Il demansionamento, ossia l’adibizione del lavoratore a mansioni appartenenti a livello professionale inferiore rispetto a quello nel quale è inquadrato, è attuabile solo in casi limite. Ai sensi dell’art. 2103 del Codice civile, il demansionamento può avvenire, infatti, qualora venga attuata una riorganizzazione aziendale che incida direttamente sulla posizione occupata dal lavoratore, che verrà dunque assegnato a mansioni riconducibili al livello inquadramentale inferiore, seppur appartenenti alla stessa categoria nella quale il lavoratore era stato occupato in precedenza. Al di fuori di questo caso, e di eventuali e ulteriori possibilità contemplate dal CCNL, il demansionamento sarà consentito solo se scaturisce da un accordo stipulato in sede protetta ai sensi dell’art. 2103, comma 6, del Codice civile, sempre che il mutamento di mansioni risponda all’interesse del lavoratore alla conservazione dell’occupazione, all’acquisizione di una diversa professionalità o al miglioramento delle condizioni di vita.
L’adibizione a mansioni non adeguate alla propria professionalità può infatti causare ingenti danni allo sviluppo della carriera del lavoratore. Senonché, affinché il lavoratore possa ottenere il risarcimento, l’entità di tali danni dovrà essere provata.

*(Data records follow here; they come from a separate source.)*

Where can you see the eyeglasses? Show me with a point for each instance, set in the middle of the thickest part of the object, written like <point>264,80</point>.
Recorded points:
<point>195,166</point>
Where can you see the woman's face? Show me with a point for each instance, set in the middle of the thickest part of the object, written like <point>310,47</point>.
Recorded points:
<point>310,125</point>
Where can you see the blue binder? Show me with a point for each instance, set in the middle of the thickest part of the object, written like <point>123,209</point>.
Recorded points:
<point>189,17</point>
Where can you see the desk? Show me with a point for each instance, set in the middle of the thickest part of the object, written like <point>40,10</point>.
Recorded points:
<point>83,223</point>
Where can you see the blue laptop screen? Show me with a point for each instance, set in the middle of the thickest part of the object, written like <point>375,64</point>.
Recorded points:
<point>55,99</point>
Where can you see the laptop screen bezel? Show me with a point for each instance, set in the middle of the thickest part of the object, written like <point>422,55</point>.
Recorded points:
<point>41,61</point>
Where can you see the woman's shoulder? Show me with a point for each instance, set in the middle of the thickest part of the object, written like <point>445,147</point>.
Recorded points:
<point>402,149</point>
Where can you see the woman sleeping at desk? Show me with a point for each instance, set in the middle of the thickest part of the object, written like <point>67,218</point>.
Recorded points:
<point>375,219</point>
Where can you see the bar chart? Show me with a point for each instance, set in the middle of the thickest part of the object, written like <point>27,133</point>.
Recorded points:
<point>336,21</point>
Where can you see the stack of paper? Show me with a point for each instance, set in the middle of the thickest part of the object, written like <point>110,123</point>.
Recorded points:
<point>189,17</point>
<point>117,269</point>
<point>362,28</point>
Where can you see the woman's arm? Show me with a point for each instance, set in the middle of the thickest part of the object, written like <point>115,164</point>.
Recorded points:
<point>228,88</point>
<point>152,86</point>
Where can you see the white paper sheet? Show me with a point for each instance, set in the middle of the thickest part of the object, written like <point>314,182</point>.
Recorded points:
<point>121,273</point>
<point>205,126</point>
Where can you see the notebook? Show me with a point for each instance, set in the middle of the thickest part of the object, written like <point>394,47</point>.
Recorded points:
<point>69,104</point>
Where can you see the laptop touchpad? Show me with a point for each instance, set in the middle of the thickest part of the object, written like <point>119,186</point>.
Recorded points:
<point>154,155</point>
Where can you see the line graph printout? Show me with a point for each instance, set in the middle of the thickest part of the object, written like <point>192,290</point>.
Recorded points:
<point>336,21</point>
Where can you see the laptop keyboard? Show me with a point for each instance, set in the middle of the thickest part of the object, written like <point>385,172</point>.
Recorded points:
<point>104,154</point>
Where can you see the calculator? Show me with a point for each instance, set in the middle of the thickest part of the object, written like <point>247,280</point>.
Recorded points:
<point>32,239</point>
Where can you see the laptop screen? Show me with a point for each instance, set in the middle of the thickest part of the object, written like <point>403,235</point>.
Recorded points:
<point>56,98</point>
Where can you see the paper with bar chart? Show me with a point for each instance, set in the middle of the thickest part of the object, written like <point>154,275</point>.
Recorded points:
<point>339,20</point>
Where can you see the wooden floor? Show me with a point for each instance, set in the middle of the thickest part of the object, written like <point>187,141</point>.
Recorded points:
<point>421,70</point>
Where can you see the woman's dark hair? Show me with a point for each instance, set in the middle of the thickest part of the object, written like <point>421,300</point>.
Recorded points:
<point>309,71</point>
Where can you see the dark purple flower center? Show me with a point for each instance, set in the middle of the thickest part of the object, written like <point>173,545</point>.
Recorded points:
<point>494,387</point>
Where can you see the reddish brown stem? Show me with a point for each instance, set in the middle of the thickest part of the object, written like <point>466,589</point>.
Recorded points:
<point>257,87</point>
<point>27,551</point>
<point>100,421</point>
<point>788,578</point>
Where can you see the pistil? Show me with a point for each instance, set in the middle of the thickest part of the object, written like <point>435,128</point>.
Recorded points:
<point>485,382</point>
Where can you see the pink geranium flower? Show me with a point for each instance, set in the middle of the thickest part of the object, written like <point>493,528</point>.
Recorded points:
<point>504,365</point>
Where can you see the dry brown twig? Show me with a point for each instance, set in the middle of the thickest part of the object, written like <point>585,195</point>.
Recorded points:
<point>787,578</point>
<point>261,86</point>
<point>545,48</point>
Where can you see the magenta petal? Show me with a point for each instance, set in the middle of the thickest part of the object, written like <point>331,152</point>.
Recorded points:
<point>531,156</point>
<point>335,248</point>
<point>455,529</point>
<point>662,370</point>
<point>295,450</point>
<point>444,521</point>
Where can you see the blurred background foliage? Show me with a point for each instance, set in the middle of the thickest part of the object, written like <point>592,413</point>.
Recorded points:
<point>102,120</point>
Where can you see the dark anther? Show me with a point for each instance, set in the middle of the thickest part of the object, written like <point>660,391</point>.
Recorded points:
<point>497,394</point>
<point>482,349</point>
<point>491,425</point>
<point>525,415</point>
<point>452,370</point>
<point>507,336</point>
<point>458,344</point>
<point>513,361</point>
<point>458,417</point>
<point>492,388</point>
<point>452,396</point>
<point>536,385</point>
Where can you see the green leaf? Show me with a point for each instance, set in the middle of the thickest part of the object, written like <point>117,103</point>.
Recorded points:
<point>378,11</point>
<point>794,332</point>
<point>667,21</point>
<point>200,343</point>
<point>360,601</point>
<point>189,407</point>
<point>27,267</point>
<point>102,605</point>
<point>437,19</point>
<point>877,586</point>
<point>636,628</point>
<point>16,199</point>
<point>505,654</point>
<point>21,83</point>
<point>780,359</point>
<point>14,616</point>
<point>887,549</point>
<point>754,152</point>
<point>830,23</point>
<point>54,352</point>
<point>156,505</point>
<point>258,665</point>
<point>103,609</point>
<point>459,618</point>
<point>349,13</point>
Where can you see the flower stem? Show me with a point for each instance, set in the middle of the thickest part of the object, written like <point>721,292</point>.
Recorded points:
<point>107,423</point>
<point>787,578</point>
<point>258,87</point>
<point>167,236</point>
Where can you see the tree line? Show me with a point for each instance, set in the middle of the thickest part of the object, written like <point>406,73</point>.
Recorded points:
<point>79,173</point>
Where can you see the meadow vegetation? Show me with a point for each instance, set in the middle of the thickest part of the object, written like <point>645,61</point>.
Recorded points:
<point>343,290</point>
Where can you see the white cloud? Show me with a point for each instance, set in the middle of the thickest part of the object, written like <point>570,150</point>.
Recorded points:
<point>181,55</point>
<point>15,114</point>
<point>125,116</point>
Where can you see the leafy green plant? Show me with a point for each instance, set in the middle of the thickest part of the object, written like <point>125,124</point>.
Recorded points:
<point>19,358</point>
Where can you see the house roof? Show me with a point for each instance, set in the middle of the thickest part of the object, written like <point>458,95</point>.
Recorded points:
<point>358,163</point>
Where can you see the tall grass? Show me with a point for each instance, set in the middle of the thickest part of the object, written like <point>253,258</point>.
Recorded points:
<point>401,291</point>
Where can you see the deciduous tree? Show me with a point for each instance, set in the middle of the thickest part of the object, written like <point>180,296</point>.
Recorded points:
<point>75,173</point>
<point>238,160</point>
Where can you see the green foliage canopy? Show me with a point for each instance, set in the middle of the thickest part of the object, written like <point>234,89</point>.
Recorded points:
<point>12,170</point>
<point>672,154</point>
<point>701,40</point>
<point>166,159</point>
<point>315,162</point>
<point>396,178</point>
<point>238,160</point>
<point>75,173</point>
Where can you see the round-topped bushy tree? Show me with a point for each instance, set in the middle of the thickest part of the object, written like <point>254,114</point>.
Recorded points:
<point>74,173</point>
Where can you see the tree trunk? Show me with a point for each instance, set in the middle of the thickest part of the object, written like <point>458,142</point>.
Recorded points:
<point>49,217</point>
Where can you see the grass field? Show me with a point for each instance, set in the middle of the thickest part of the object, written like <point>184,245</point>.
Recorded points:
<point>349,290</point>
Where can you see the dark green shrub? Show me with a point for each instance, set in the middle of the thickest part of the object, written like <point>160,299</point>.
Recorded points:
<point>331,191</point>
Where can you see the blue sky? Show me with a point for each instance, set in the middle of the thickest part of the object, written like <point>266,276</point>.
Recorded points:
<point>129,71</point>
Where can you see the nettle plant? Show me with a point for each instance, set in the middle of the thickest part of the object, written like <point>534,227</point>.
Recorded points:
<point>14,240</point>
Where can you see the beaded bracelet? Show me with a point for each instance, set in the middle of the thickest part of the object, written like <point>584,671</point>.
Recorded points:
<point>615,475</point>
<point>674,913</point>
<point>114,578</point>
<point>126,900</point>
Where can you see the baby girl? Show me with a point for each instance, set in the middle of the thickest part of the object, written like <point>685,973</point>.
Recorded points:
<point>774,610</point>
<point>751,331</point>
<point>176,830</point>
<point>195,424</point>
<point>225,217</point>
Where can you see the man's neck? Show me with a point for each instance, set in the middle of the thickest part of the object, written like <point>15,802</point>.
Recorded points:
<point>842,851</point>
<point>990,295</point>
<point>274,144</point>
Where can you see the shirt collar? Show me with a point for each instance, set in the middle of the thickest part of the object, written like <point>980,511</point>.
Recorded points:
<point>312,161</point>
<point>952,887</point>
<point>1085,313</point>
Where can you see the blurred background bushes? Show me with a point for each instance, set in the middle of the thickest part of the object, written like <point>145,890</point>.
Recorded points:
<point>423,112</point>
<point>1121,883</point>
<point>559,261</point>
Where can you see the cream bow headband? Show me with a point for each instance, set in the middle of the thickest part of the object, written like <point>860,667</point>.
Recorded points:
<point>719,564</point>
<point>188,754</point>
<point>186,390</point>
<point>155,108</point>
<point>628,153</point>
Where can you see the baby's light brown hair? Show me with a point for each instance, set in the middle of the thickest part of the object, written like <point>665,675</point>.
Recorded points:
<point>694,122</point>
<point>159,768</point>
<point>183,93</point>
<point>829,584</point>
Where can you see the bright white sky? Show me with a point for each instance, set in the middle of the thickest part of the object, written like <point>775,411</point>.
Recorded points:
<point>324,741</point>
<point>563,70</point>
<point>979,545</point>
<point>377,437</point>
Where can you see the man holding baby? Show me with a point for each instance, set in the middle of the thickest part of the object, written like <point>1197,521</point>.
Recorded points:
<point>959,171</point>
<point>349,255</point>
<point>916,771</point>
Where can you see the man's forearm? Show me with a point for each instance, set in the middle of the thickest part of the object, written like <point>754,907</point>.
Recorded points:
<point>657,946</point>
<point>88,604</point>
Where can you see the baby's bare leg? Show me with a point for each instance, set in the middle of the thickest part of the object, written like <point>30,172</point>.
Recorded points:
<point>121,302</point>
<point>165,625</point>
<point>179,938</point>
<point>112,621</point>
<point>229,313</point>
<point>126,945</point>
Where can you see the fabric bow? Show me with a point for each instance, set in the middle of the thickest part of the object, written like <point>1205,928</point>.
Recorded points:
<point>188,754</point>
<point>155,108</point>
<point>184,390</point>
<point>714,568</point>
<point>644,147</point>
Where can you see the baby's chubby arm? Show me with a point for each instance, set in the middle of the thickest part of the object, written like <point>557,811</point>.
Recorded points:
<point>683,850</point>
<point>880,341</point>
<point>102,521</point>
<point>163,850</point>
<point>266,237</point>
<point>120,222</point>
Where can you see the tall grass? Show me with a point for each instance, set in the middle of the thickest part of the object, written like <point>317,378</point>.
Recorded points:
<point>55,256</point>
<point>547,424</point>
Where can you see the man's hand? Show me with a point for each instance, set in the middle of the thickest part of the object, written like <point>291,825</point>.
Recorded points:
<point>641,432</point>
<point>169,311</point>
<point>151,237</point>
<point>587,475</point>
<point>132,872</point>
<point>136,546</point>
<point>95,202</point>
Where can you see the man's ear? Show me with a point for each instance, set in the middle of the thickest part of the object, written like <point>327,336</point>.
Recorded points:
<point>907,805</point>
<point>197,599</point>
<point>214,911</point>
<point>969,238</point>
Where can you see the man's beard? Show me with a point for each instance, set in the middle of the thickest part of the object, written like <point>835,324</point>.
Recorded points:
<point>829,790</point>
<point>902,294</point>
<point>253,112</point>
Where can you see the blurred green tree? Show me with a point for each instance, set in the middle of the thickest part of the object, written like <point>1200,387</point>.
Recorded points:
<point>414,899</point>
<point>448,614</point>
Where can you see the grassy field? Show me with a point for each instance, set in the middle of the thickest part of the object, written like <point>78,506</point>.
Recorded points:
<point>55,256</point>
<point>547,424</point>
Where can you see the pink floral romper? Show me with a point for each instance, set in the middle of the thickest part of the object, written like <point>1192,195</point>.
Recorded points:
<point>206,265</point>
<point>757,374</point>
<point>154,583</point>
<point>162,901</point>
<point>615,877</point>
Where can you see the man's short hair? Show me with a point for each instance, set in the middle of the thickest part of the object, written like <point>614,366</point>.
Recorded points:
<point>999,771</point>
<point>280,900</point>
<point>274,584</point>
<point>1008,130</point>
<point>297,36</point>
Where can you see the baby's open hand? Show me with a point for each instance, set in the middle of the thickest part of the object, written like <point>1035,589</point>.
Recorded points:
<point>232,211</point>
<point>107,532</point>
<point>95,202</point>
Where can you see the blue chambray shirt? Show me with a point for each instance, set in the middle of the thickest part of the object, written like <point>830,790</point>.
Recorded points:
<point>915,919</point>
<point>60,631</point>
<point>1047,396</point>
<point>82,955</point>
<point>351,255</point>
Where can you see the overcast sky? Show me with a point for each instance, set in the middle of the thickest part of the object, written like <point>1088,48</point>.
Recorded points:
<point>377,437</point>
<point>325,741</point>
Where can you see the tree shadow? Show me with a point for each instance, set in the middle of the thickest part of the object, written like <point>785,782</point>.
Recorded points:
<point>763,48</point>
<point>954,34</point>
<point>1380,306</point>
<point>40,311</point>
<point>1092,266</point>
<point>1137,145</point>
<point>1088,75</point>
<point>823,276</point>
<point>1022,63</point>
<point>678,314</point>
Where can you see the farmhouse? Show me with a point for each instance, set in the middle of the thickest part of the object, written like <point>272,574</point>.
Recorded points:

La Corte di Cassazione, con ordinanza n. 2122 del 24/01/2023, ribadisce questo principio con riferimento al caso di una lavoratrice che, a seguito di demansionamento accompagnato da atti di mobbing, aveva preteso il risarcimento del danno professionale, del danno non patrimoniale e del danno alla salute. La Corte, in particolare, afferma che, in presenza di demansionamento o dequalificazione, il danno non si presume; tuttavia, la prova potrà essere fornita anche attraverso elementi indiziari gravi, precisi e concordanti, quali, ad esempio, la qualità e la quantità dell’attività lavorativa svolta, la natura ed il tipo di professionalità in questione, la durata del demansionamento o la diversa e nuova collocazione lavorativa assunta dopo la dequalificazione.
Nel caso di specie, la lavoratrice, a seguito di una divergenza con il datore di lavoro, era stata lasciata in una pressoché totale inattività, il che, a detta della ricorrente, aveva diminuito la sua capacità professionale, nonché le sue possibilità di ottenere promozioni. La Corte d’Appello aveva ritenuto che la lavoratrice non avesse fornito prova adeguata della sussistenza del danno del quale chiedeva il risarcimento. La Corte di Cassazione, d’altro canto, prende atto del fatto che la carriera della lavoratrice era stata caratterizzata da una costante ascesa a ruoli di prim’ordine, per poi rapidamente peggiorare, in quanto ella venne spostata in altra struttura e le vennero affidati sempre meno incarichi fino a lasciarla del tutto inoperosa. Dati fattuali questi – sostiene la Cassazione – che evidenziano un pregiudizio alla professionalità della lavoratrice.